Located at the fine dining establishment Broussard's, the Empire Bar houses a lavish marble bar, behind which barman supreme Paul Gustings will be waiting to make you a Ramos Fizz, or one of the other extraordinary 'tails on the menu. Try one of Gustings' signature Napoleon brandy-based cocktails or the Leite de Onca, which is a cachaça-based cocktail with toasted coconut shavings, pineapple syrup, heavy cream, condensed milk, and Mexican chocolate.
Henry’s has been pouring them up for thirsty locals for well over a hundred years, and that doesn’t look to change any time soon. Yes, it’s a total old-man dive. Yes, they have cheap drinks, and plenty of them. Yes, you should go there.
Originally designated as a "gentlemen only area" in NOLA's early days, this cocktail bar located within Arnaud's Restaurant features cocktails like the Pisco Derby (that's pisco, lavender honey syrup, lime, and grapefruit) and bar snacks like Oysters en Brochette (translation: oysters wrapped with bacon and deep fried). Feel fancy as you sip your drinks that are served to you by white tuxedo-wearing bartenders. In addition to the more inventive drinks, you can't go wrong with the killer Old Fashioned or Sidecar.
What do you get when you combine a fun-loving Irish bar with the wildness of Bourbon St? Pat O'Brien's bar, of course. We also would have accepted "an inebriated evening" or "hungover the following day".
Located in the heart of the French Quarter, Tujague's is the second oldest restaurant in NOLA, a fact evidenced by a timeless, extensive old-school menu that focuses around traditional Creole fare. The place also houses one of the most iconic bars in the country, and invented the minty post-dinner Grasshopper cocktail, which is delicious, and contains no actual grasshoppers.

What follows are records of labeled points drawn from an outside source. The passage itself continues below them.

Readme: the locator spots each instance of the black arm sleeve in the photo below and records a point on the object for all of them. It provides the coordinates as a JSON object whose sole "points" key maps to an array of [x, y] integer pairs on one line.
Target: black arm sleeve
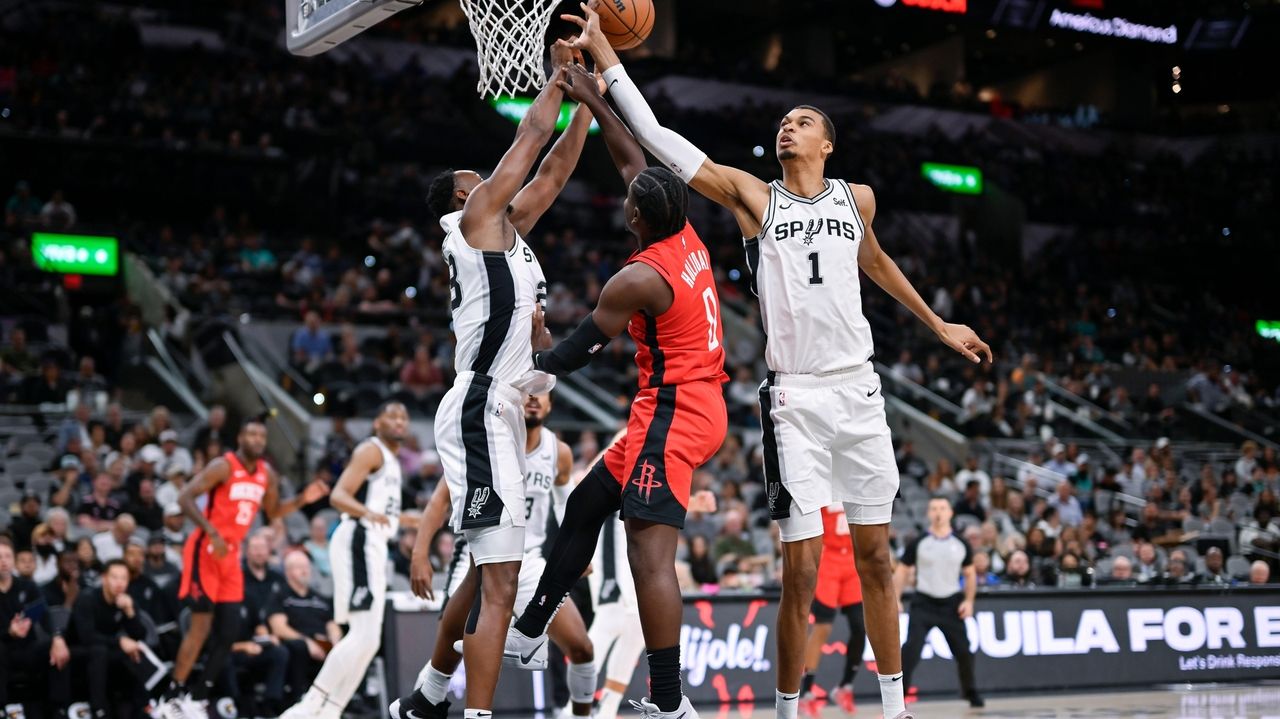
{"points": [[575, 351]]}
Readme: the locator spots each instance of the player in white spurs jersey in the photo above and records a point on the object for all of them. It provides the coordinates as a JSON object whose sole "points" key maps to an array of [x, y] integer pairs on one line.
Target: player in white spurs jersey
{"points": [[369, 497], [823, 420], [494, 283], [547, 485]]}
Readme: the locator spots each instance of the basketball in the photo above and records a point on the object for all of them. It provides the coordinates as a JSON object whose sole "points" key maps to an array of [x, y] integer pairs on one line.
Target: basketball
{"points": [[626, 22]]}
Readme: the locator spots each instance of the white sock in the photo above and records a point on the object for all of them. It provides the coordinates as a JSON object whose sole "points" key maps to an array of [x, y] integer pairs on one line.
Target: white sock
{"points": [[891, 694], [609, 703], [437, 685], [787, 704]]}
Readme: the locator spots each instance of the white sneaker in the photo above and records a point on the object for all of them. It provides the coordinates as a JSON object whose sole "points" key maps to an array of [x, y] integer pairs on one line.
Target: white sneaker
{"points": [[168, 709], [520, 651], [310, 706], [191, 709], [649, 710]]}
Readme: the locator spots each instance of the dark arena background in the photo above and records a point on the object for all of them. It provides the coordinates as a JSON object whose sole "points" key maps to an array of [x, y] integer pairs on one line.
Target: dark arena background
{"points": [[208, 219]]}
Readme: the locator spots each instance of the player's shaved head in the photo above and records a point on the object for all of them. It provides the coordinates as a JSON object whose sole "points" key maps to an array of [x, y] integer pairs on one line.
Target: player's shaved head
{"points": [[827, 126], [662, 201], [442, 193]]}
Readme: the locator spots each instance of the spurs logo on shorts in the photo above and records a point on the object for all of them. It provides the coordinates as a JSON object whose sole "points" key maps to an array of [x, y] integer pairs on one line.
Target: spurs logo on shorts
{"points": [[478, 500], [645, 481]]}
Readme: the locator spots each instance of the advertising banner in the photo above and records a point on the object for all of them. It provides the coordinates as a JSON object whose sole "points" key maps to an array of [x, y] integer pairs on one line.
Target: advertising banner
{"points": [[1023, 641]]}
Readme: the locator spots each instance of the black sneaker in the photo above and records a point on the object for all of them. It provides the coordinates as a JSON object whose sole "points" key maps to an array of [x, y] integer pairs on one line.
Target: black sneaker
{"points": [[416, 706]]}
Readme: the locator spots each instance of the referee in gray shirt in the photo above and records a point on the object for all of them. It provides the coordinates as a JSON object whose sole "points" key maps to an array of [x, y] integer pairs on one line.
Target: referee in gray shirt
{"points": [[940, 558]]}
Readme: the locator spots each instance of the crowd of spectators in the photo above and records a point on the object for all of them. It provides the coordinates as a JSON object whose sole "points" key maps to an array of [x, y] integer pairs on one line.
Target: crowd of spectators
{"points": [[91, 553]]}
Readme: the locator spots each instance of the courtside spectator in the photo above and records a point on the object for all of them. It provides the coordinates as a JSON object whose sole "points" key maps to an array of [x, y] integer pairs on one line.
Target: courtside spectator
{"points": [[302, 621], [105, 636]]}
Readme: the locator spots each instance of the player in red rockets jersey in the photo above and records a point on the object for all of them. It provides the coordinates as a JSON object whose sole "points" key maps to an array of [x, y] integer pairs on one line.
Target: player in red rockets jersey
{"points": [[839, 591], [238, 485], [666, 300]]}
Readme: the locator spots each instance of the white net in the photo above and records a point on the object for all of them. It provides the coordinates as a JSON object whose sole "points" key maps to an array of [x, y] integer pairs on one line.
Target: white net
{"points": [[510, 42]]}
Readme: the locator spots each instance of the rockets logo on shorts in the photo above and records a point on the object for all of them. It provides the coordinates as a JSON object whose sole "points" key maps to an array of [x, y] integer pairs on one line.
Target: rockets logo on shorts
{"points": [[645, 481], [478, 500]]}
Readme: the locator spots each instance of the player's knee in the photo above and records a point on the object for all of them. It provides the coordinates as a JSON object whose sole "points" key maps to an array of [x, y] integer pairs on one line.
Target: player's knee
{"points": [[579, 650], [800, 576], [874, 563]]}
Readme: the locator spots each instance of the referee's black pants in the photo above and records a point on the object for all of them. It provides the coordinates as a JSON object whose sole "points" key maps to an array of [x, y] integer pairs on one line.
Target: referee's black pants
{"points": [[927, 613]]}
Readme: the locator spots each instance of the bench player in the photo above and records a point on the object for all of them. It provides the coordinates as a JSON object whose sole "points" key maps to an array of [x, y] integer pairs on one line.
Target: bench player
{"points": [[213, 581], [826, 438], [369, 497], [666, 300], [548, 463]]}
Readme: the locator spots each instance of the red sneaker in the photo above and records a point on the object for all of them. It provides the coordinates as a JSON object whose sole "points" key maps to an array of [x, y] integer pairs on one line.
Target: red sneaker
{"points": [[844, 699]]}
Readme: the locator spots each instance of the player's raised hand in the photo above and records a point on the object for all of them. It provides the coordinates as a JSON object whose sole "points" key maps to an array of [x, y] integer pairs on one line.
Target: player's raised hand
{"points": [[563, 54], [965, 342], [589, 21], [581, 85], [315, 491], [542, 337]]}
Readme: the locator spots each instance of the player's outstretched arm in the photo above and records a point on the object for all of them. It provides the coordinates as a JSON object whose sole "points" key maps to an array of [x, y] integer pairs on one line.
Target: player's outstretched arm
{"points": [[538, 196], [635, 287], [366, 461], [739, 192], [489, 201], [204, 482], [627, 155], [885, 271]]}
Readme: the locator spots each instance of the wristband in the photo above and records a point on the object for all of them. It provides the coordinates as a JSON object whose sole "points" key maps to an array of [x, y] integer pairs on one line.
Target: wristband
{"points": [[575, 351]]}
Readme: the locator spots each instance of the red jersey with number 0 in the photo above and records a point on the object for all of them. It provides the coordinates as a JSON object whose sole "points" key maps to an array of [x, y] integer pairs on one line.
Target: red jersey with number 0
{"points": [[685, 343], [234, 503]]}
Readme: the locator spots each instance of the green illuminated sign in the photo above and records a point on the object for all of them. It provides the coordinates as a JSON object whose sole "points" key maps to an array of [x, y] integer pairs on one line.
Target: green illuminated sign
{"points": [[76, 253], [1269, 329], [516, 108], [954, 178]]}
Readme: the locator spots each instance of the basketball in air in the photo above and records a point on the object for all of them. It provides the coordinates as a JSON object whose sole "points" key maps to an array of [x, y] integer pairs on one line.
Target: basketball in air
{"points": [[626, 22]]}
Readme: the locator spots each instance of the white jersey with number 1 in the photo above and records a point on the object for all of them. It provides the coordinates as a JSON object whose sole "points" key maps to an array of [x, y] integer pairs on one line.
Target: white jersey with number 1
{"points": [[804, 266]]}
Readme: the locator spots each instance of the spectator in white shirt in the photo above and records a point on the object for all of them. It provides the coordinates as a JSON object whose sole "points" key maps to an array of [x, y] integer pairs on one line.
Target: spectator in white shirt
{"points": [[1059, 465], [1068, 505], [1248, 459], [110, 544], [973, 474], [174, 457]]}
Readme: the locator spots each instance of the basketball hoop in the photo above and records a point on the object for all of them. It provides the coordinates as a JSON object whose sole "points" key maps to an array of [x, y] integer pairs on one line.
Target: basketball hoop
{"points": [[510, 42]]}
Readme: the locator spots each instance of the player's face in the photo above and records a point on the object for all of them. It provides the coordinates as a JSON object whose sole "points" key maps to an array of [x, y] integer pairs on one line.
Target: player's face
{"points": [[464, 182], [393, 422], [630, 215], [115, 581], [536, 408], [252, 440], [801, 134]]}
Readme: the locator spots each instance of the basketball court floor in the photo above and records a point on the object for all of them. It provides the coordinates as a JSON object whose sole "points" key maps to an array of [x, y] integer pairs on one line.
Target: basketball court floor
{"points": [[1182, 701]]}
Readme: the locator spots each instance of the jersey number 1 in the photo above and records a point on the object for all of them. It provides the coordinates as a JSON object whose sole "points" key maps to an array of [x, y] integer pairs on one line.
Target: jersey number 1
{"points": [[709, 302], [814, 278]]}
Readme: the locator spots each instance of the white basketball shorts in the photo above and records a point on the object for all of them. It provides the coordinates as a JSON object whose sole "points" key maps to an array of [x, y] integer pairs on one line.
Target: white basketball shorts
{"points": [[826, 440], [480, 438]]}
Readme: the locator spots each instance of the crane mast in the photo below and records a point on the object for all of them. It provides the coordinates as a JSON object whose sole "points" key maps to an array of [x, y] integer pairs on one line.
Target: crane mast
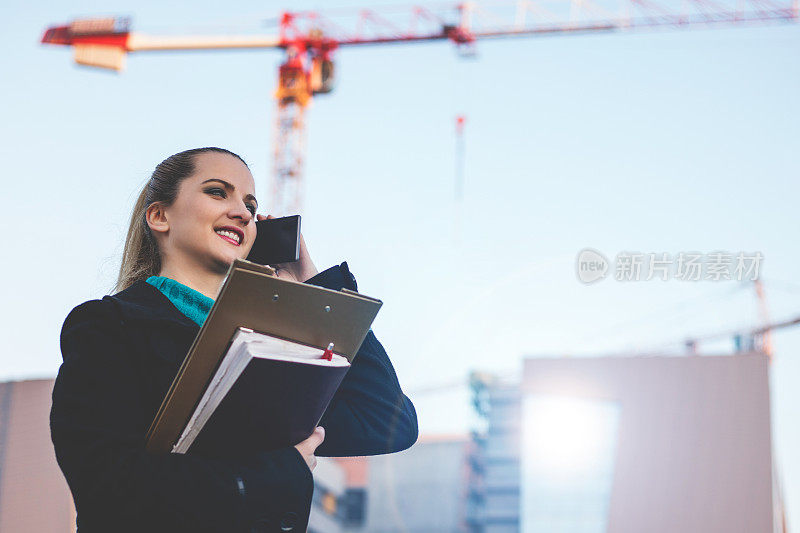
{"points": [[309, 39]]}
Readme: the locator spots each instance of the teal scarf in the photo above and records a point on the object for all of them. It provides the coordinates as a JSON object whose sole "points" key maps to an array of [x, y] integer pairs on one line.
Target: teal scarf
{"points": [[190, 302]]}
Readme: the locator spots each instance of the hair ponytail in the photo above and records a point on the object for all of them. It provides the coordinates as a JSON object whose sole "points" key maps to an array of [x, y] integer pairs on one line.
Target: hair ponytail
{"points": [[141, 257]]}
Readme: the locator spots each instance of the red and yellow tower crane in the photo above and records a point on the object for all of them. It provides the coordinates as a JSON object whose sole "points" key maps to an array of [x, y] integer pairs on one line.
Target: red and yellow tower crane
{"points": [[310, 38]]}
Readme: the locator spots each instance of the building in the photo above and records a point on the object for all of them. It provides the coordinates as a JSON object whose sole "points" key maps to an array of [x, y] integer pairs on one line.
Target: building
{"points": [[419, 490], [626, 444]]}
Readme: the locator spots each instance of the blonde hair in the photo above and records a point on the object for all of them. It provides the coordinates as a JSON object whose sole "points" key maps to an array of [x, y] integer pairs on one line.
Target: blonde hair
{"points": [[141, 257]]}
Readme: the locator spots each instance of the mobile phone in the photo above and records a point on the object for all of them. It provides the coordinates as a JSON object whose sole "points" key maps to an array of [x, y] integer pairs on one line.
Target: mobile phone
{"points": [[277, 241]]}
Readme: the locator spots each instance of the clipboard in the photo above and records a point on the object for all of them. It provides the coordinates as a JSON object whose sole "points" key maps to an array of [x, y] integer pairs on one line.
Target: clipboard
{"points": [[253, 297]]}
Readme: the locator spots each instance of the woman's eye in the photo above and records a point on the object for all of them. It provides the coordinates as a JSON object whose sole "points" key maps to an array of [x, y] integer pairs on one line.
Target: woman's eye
{"points": [[215, 190]]}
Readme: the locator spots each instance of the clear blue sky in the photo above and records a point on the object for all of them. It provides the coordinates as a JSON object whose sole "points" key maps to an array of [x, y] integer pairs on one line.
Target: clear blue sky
{"points": [[655, 142]]}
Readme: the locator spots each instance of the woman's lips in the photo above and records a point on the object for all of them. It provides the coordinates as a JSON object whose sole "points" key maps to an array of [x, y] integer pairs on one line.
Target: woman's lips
{"points": [[228, 239]]}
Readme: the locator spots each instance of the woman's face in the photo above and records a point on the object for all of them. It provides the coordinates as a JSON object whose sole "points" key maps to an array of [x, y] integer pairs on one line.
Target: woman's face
{"points": [[212, 220]]}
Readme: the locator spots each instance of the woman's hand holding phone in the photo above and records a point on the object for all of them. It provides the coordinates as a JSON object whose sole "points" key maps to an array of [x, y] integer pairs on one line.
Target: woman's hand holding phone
{"points": [[300, 270]]}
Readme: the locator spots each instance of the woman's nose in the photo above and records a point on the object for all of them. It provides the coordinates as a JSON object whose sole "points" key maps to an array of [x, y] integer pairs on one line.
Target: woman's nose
{"points": [[242, 212]]}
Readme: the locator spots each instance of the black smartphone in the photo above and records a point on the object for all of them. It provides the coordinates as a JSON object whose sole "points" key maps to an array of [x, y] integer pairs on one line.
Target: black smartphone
{"points": [[277, 241]]}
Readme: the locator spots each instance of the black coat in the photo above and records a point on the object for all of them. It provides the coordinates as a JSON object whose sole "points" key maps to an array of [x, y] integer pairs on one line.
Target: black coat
{"points": [[121, 354]]}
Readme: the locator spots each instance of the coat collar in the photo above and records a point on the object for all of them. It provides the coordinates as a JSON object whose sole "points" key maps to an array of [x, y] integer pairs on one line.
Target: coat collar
{"points": [[143, 302]]}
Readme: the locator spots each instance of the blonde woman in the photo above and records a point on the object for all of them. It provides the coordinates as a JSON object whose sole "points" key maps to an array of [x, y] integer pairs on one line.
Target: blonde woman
{"points": [[195, 216]]}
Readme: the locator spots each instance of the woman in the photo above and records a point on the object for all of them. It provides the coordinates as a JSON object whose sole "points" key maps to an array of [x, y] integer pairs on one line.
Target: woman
{"points": [[192, 219]]}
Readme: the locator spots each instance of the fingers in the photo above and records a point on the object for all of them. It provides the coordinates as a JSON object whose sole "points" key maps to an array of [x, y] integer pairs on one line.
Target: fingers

Featuring an actual carousel bar that revolves around patrons, the French Quarter's Carousel Bar & Lounge mixes classic and contemporary cocktails like Sazeracs and Pimm's Cups, pairing them with New Orleans-style bar bites like seafood okra gumbo and po boys. Live jazz music entertains a slightly more dressed-up clientele, who'll endure a wait to snag a table at the circular bar.
Located in the Lower Garden District, this American craft beer pub is open 24 hours a day, 365 days a year. The tap list is heavy on one-and-done offerings with enough rarities to keep the beer nerds at bay, while the bottle list is about as thick as a small-town phone book, offering up everything from Belgian farmhouses to all-American IPAs, all of which taste considerably better when paired with the famous bechamel and pork Dump Truck Fries.
Customization is what makes Bywater Bacchanal a fun dining experience. You personally pick a wine bottle straight from their wine cellar and pair it with as many pieces of cheese as you can stomach. Head out to the backyard for live jazz and string-light ambience, and a waiter will deliver your cheese selections with complimentary bread, preserves and nuts. If you want a more substantial meal, Bacchanal also offers an extensive fine dining menu.
If you're looking for a strangely named dive bar that's been voted the best in NOLA, and also has a bar cat and a laid back vibe, look no further than Snake and Jake's.
Dating back to 1806, it’s an old Bourbon St favorite. Famous patrons have included Oscar Wilde, P.T. Barnum, Mark Twain, General Robert E. Lee, Franklin Roosevelt, AND Liza Minnelli. The copper bar is a sight to see. And, yes, they have plenty of absinthe for you.